しれっとした顔で言ったアリスの顔を、ジョージはまじまじと見つめる。まさか、あの女が?と信じがたいが、アリスは「町の雑貨屋さんに行ったのでしょう?」とにっこり微笑んだ。どうやら、エリザが二人で外出した事を話したのは本当らしい。


「ああ、いけない……こんな事を話したいのではないのです。エリザさんに良からぬ噂が」

「は?」

「照明を吊り下げていた金具が緩んでいたのは、エリザさんの仕業だという噂が流れています」

「何故だ」


有り得ない。眉間に皺を寄せアリスを睨んだが、彼女を睨んだところでどうにもならない。睨まれたアリスは怯むことなく、ジョージの顔を真直ぐに見つめながら言葉を続ける。
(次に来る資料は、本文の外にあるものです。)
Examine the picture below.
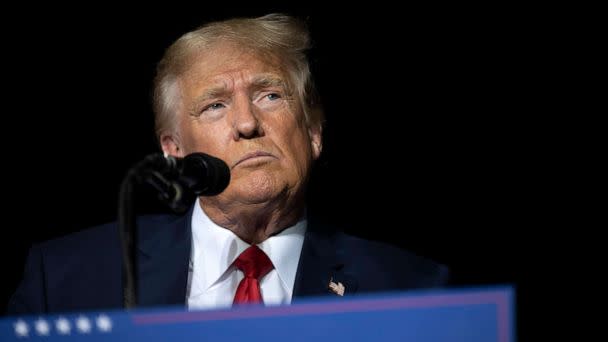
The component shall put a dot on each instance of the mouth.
(254, 157)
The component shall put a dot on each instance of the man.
(239, 90)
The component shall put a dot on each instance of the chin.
(257, 189)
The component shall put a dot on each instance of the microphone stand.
(143, 172)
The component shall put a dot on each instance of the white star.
(63, 326)
(21, 328)
(42, 327)
(104, 323)
(83, 324)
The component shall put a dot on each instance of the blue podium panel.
(441, 315)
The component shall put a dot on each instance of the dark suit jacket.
(82, 271)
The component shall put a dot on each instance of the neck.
(254, 223)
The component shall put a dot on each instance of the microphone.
(176, 179)
(200, 173)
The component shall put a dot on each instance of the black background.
(436, 137)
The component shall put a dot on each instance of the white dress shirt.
(212, 280)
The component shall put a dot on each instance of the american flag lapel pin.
(336, 288)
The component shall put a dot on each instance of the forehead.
(223, 62)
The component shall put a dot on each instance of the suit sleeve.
(29, 298)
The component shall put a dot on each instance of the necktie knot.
(255, 264)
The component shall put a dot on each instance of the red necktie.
(255, 264)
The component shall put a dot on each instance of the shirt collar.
(215, 248)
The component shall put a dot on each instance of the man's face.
(235, 106)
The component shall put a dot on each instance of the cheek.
(204, 138)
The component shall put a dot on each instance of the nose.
(245, 120)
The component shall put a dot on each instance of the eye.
(214, 106)
(273, 96)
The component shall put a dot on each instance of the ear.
(171, 145)
(316, 140)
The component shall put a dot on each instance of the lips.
(252, 155)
「一年生時のエリザさんの行いが、報いとなったようです」

「……まさかとは思うが、殿下と親しくしているハボット嬢を狙ったとでも?」

「ええ、その通りです」

「もしその噂が本当だったとして、何故エリザはハボット嬢を助け、怪我をした?」

「お傍に殿下がおられたからです。殿下が巻き込まれては、大変な事態になりますからね」


ふう、と小さく溜息を吐き、アリスはカチカチと爪を鳴らす。綺麗に整えられた爪が傷むのではないかと思ったが、あまりにも有り得ない噂に、ジョージは小さく舌打ちをした。


「あれは馬鹿だが、そこまで馬鹿ではない。話は終わりか?」

「一つ、忠告いたします。あまり噂を軽視しない方が宜しいかと。特に、我々女は噂を上手に使いますから」

「……覚えておく」


アリスとの話を切り上げ、ジョージは再び廊下を歩き出す。時々すれ違う生徒たちが、ジロジロと見ている事に気付く。先程まで全く気にしていなかったが、アリスの忠告を聞いた後だと、「あれが例の……」「あの人ももしかしたら」と噂話をしている声に気が付く事が出来る。


「……成程」


ジロジロと見られる事に居心地の悪さを感じながら、ジョージは話している数人をじろりと睨みつける。


睨まれて黙るくらいなら、最初から聞こえないように話せば良い。黙った事に満足して、ジョージは背筋を伸ばして歩き続ける。


怪我が治ったばかりで再び怪我をした婚約者は、今頃何をしているのだろう。今日は見舞いに行っても良いだろうか。会ってくれるだろうか。


今まで不仲だったとは思えない程、派手な顔をした婚約者が恋しくてたまらなかった。